Landerolaria arckaringensis
- Conservation status: Endangered (EPBC Act)

Scientific classification
- Kingdom: Plantae
- Clade: Tracheophytes
- Clade: Angiosperms
- Clade: Eudicots
- Clade: Asterids
- Order: Asterales
- Family: Asteraceae
- Genus: Landerolaria
- Species: L. arckaringensis
- Binomial name: Landerolaria arckaringensis (Lang) G.L.Nesom
- Synonyms: Olearia arckaringensis P.J.Lang

= Landerolaria arckaringensis =

- Genus: Landerolaria
- Species: arckaringensis
- Authority: (Lang) G.L.Nesom
- Conservation status: EN
- Synonyms: Olearia arckaringensis P.J.Lang

Species of shrub

Landerolaria arckaringensis (synonym Olearia arckaringensis), commonly known as Arckaringensis daisy, is a species of flowering plant in the family Asteraceae and is endemic to a restricted area of northern South Australia. It is a small, compact, rounded shrub with woolly-hairy foliage, coarsely-toothed, elliptic leaves and lavender or white and yellow, daisy-like inflorescences.

==Description==
Landerolaria arckaringensis is a small, compact, rounded shrub with a thick, woody base, its stems covered with white, woolly hairs. The leaves are elliptic, 13–17 mm long and 5–16 mm wide on a petiole 2–5 mm long and white woolly-hairy with four to eight coarse teeth on the edges. The heads are arranged singly on the ends of branchlets, each head or daisy-like "flower" on a peduncle 40–80 mm long with 61–80 outer involucral bracts. There are 36 to 60 ray florets, the petal-like ligule lavender or white and 11–18 mm long, surrounding 44–72 yellow disc florets.

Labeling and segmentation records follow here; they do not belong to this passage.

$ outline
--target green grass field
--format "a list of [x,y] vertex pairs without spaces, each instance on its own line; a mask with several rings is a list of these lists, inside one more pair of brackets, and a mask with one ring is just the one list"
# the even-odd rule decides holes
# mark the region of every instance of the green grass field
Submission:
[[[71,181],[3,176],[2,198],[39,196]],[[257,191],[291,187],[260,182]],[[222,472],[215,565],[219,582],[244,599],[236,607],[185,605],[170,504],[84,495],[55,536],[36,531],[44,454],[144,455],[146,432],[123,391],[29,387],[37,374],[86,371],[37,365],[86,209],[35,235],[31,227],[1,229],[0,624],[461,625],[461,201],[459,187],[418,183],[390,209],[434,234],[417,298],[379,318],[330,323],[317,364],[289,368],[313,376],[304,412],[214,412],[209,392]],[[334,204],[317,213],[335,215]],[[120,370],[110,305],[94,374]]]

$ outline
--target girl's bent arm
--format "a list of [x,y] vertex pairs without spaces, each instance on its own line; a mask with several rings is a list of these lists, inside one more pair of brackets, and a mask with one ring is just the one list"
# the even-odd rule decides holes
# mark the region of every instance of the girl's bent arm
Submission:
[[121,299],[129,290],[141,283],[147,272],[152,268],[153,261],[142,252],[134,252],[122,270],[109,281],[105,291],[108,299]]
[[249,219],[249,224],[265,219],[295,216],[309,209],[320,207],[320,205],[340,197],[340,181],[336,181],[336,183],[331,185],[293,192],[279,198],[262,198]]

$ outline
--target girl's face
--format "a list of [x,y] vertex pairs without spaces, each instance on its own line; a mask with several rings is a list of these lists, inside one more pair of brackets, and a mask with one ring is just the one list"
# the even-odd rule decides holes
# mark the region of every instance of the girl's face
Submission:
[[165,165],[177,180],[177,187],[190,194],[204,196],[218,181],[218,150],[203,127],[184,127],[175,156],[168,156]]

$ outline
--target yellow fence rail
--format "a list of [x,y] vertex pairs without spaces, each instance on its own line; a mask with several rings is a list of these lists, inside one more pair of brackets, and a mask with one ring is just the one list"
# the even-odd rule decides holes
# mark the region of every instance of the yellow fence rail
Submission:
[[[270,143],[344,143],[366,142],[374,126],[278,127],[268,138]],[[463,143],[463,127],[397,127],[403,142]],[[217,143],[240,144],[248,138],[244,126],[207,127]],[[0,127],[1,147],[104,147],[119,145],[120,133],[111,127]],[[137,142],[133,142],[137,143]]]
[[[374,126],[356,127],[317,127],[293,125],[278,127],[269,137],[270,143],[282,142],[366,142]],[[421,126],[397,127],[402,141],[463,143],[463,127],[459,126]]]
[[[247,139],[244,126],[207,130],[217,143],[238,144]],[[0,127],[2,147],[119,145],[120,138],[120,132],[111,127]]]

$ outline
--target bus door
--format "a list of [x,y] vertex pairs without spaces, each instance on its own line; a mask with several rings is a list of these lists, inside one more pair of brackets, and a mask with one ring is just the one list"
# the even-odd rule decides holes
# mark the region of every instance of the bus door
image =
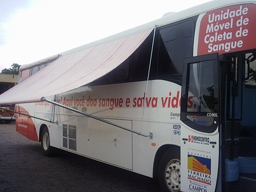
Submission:
[[[224,55],[222,191],[256,190],[256,50]],[[225,94],[224,94],[225,93]],[[225,169],[224,167],[225,167]],[[224,184],[225,183],[225,184]]]
[[185,59],[181,111],[182,191],[215,191],[219,164],[217,54]]

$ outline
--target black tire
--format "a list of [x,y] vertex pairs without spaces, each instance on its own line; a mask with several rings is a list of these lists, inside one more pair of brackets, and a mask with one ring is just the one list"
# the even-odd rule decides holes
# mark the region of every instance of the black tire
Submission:
[[178,148],[167,150],[158,167],[158,179],[163,192],[180,191],[180,155]]
[[50,145],[50,135],[47,127],[44,127],[41,135],[41,147],[42,153],[46,156],[51,156],[53,155],[53,148]]

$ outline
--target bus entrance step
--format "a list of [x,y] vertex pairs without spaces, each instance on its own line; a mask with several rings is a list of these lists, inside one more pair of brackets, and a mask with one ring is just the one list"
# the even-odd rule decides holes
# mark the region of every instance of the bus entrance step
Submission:
[[256,158],[239,157],[238,161],[240,173],[256,173]]

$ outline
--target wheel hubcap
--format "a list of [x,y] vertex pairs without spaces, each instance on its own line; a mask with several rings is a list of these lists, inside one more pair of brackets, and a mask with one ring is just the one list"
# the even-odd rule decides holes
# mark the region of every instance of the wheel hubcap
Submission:
[[173,159],[169,162],[165,168],[165,181],[171,191],[180,190],[180,162]]

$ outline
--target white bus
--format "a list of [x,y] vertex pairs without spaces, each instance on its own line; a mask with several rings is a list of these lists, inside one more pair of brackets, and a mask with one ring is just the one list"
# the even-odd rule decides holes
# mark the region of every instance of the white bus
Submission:
[[158,178],[256,189],[256,1],[214,1],[20,69],[17,131]]

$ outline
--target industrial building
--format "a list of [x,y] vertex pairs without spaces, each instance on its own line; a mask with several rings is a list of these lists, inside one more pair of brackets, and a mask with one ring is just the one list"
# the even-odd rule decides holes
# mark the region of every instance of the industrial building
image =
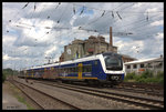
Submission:
[[135,72],[141,74],[143,71],[151,70],[154,74],[157,74],[158,71],[164,71],[164,58],[153,58],[145,60],[137,60],[132,62],[124,63],[125,72],[131,73]]
[[[60,57],[60,62],[103,52],[117,53],[117,47],[113,45],[112,28],[110,28],[110,43],[102,35],[90,35],[86,40],[75,39],[72,43],[64,45],[64,52]],[[122,57],[124,62],[136,60],[126,54],[122,54]]]

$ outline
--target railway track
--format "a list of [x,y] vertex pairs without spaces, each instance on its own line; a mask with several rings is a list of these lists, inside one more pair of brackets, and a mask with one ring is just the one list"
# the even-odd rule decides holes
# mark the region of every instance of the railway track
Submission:
[[163,90],[151,90],[151,89],[144,89],[144,88],[134,88],[134,86],[113,86],[112,89],[118,90],[118,91],[128,91],[134,93],[142,93],[142,94],[148,94],[152,96],[164,96]]
[[[92,88],[98,88],[96,85],[89,85],[86,83],[82,82],[74,82],[73,84],[75,85],[82,85],[82,86],[92,86]],[[152,85],[153,86],[153,85]],[[148,89],[147,86],[144,88],[143,85],[137,88],[134,84],[121,84],[121,85],[114,85],[114,86],[102,86],[103,89],[108,89],[108,90],[117,90],[117,91],[124,91],[124,92],[132,92],[132,93],[142,93],[142,94],[147,94],[152,96],[160,96],[164,98],[164,89]]]
[[153,109],[153,110],[164,109],[164,101],[160,101],[160,100],[153,100],[153,99],[121,94],[121,93],[115,93],[115,92],[106,92],[106,91],[101,91],[98,89],[69,85],[64,83],[58,84],[55,82],[53,83],[53,82],[43,82],[43,81],[35,81],[35,83],[42,83],[42,84],[48,84],[51,86],[56,86],[56,88],[68,89],[68,90],[72,90],[72,91],[76,91],[81,93],[96,95],[96,96],[105,98],[107,100],[108,99],[116,100],[118,102],[134,104],[135,106],[143,106],[143,108]]
[[[24,83],[18,82],[15,80],[10,80],[10,83],[15,85],[19,90],[21,90],[29,99],[31,99],[41,110],[81,110],[80,108],[72,105],[65,101],[56,99],[45,92],[37,90],[32,86],[29,86]],[[30,93],[33,91],[33,94]]]

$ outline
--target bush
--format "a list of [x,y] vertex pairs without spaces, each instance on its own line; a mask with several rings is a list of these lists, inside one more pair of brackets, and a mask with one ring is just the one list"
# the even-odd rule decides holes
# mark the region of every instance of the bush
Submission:
[[135,72],[127,73],[124,80],[133,80],[135,78]]
[[2,82],[4,82],[6,81],[6,73],[2,73]]
[[159,71],[159,72],[157,73],[157,78],[163,78],[163,79],[164,79],[164,72],[163,72],[163,71]]

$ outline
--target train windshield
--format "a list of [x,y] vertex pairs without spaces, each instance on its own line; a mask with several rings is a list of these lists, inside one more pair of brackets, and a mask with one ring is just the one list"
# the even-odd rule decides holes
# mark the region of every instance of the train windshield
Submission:
[[106,70],[123,70],[122,58],[114,54],[103,54]]

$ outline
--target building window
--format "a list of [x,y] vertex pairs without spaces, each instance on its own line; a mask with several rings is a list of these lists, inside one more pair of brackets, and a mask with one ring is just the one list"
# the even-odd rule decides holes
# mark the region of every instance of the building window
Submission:
[[141,68],[144,68],[144,64],[141,64]]
[[134,65],[133,65],[133,69],[136,69],[136,68],[137,68],[137,64],[134,64]]
[[131,65],[127,65],[127,69],[131,69]]

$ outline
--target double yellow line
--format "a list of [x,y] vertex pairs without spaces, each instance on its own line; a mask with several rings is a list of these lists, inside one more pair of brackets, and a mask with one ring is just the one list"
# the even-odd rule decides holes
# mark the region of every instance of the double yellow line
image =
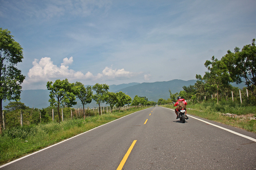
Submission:
[[125,162],[126,162],[127,159],[128,158],[128,157],[129,156],[129,155],[130,154],[131,152],[132,151],[132,148],[133,148],[133,146],[134,146],[135,143],[137,141],[137,140],[134,140],[133,141],[133,142],[132,142],[132,145],[131,145],[131,146],[130,146],[130,147],[129,148],[129,149],[128,150],[127,152],[126,152],[126,153],[124,155],[124,158],[123,159],[122,161],[121,161],[121,162],[120,163],[120,164],[119,164],[119,166],[118,166],[118,167],[117,167],[117,169],[116,169],[116,170],[122,170],[123,167],[124,166],[124,163],[125,163]]
[[[153,109],[154,110],[154,109]],[[151,111],[151,112],[153,112],[153,111],[152,110]],[[151,114],[150,113],[149,114],[149,116],[151,115]],[[144,124],[145,124],[147,123],[147,121],[148,121],[148,119],[147,119],[146,120],[146,121],[144,123]],[[135,143],[136,143],[136,142],[137,141],[137,140],[134,140],[133,141],[133,142],[132,143],[132,145],[131,145],[130,147],[129,148],[129,149],[128,150],[128,151],[127,151],[127,152],[126,152],[126,153],[124,155],[124,158],[122,159],[122,161],[120,163],[120,164],[119,164],[119,166],[118,166],[117,167],[117,169],[116,169],[116,170],[122,170],[123,167],[124,166],[124,164],[125,163],[126,160],[127,160],[127,159],[128,159],[128,157],[129,156],[129,155],[131,153],[131,152],[132,152],[132,148],[133,148],[133,146],[135,145]]]

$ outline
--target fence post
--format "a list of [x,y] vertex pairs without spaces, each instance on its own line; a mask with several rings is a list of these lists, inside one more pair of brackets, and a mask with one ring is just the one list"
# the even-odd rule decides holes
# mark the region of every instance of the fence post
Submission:
[[53,121],[53,120],[54,120],[54,113],[53,113],[53,109],[52,109],[52,121]]
[[4,111],[3,111],[3,127],[5,129],[5,113]]
[[61,108],[61,115],[62,116],[62,121],[63,122],[63,108]]
[[71,119],[72,119],[72,109],[71,108],[70,108],[70,109],[71,109],[71,112],[71,112]]
[[21,127],[23,125],[23,113],[22,110],[20,110],[20,125]]
[[231,91],[231,94],[232,95],[232,101],[234,101],[234,97],[233,96],[233,91]]
[[248,90],[246,89],[246,94],[247,95],[247,98],[249,97],[249,95],[248,94]]

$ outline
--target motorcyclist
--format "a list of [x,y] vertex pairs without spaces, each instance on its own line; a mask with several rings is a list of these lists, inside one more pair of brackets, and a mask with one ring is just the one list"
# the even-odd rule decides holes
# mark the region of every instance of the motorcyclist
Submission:
[[[181,98],[180,96],[178,97],[178,101],[177,102],[174,104],[173,106],[177,106],[179,104],[179,103],[180,101],[182,101],[183,102],[183,103],[184,103],[184,104],[185,105],[187,105],[188,104],[188,103],[187,103],[187,102],[185,101],[185,100],[184,99],[181,99]],[[186,119],[188,119],[188,116],[187,115],[187,110],[186,110],[186,108],[185,109],[186,110],[186,111],[185,112],[185,117],[186,118]],[[178,115],[178,112],[180,111],[180,110],[178,109],[178,108],[176,108],[175,109],[175,113],[176,114],[176,115],[177,115],[177,117],[176,118],[176,119],[178,119],[179,118],[180,118],[180,117]]]

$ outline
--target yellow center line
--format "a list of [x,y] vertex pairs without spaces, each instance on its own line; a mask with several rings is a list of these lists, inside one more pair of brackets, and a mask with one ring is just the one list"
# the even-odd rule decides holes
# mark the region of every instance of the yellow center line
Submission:
[[132,150],[132,148],[133,148],[133,146],[134,146],[135,143],[137,141],[137,140],[134,140],[133,141],[133,142],[132,144],[132,145],[130,146],[129,149],[128,150],[127,152],[126,152],[124,156],[124,158],[120,163],[120,164],[119,164],[119,166],[117,167],[117,169],[116,169],[116,170],[122,170],[123,167],[124,166],[124,163],[125,163],[125,162],[126,162],[127,159],[128,158],[128,157],[129,156],[129,155],[130,154]]

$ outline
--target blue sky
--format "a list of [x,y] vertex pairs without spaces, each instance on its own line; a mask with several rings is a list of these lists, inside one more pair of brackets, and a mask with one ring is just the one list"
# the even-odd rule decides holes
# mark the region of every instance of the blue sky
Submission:
[[195,79],[256,38],[256,3],[0,0],[0,27],[23,48],[22,90]]

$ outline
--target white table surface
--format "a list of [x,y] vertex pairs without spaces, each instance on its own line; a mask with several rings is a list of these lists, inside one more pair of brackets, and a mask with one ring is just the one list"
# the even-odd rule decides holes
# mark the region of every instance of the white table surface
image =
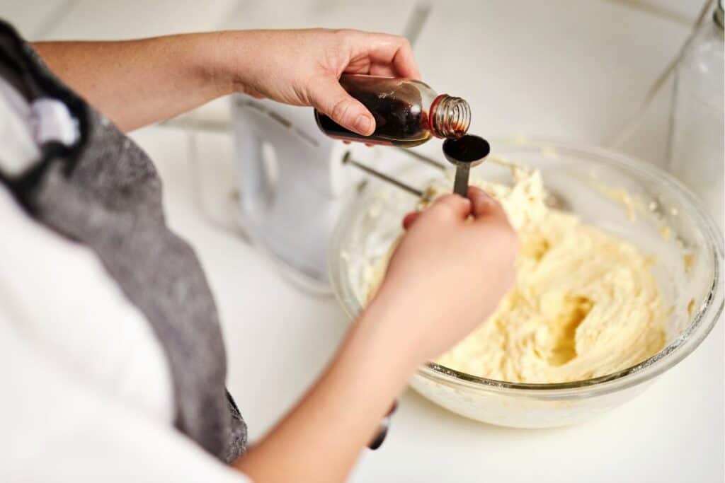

The fruit is a hairy, light brown cypsela 2.0–2.6 mm long, the pappus with 18–28 bristles.

==Taxonomy and naming==
The species was first formally described as Olearia arckaringensis by Peter J. Lang in 2008 in the Journal of the Adelaide Botanic Gardens from specimens collected on Arckaringa Station in 2000. The specific epithet (arckaringensis) refers to the type location. In 2020 Guy L. Nesom placed the species in the newly-described genus Landerolaria as L. arckaringensis after Olearia had been found to be polyphyletic.

==Distribution and habitat==
This daisy-bush grows in low, open woodland on dissected breakaways on the Arckaringa Hills in northern South Australia.

==Conservation status==
Arckaringensis daisy is listed as "endangered" under the Australian Government Environment Protection and Biodiversity Conservation Act 1999. The main threats to the species include grazing and trampling by feral animals and livestock.